Durante a sessão de abertura da Conferência Nacional sobre a Preparação para a Auditoria da OMI, realizada em Luanda, a Presidente do Conselho de Administração da AMN, Anisabel Veríssimo e Costa, destacou os esforços em curso para garantir que Angola seja inserida na lista de Estados em conformidade com as normas internacionais.
“A Agência Marítima Nacional está a trabalhar arduamente com os seus parceiros internos e a reunir todas as entidades do sector para identificar e superar fragilidades. O nosso objectivo é garantir um resultado positivo e sair da lista de Estados não conformes”, afirmou a responsável.
A presidente referiu ainda que têm sido feitas reformas estruturais, especialmente ao nível legislativo, permitindo que Sociedades Classificadoras reconhecidas internacionalmente passem a exercer certas competências da AMN, como a inspecção de embarcações no estrangeiro.
No segundo dia do evento, foi assinado um Memorando de Entendimento entre a Agência Marítima Nacional e a Lloyd’s Register, marco que representa um avanço importante na redução de custos operacionais, no aumento da eficácia e no reforço da segurança marítima nacional. “Com esta assinatura, as sociedades passam a actuar como Organizações Reconhecidas”, explicou a PCA.
Outro momento relevante foi a apresentação da Estratégia Nacional 2025–2029, que estabelece metas, indicadores e acções prioritárias para assegurar a aplicação efectiva dos instrumentos obrigatórios da OMI em Angola.
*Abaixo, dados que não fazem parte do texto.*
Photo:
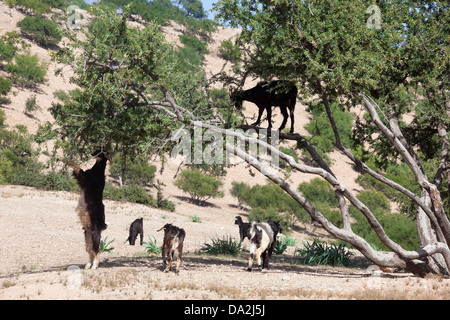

A auditoria avaliará tanto o quadro legal nacional como a aplicação prática dos mecanismos de fiscalização, certificação e protecção ambiental.
“O Executivo acredita que o cumprimento integral das obrigações da OMI poderá projectar Angola como uma referência continental em segurança e gestão marítima, promovendo maior investimento estrangeiro, reputação institucional e valorização dos profissionais do sector”, concluiu Anisabel Costa.
O evento reuniu representantes governamentais, parceiros internacionais, peritos jurídicos, representantes da indústria, bem como especialistas do sector marítimo e portuário, demonstrando o compromisso conjunto com o fortalecimento da soberania e credibilidade marítima do país.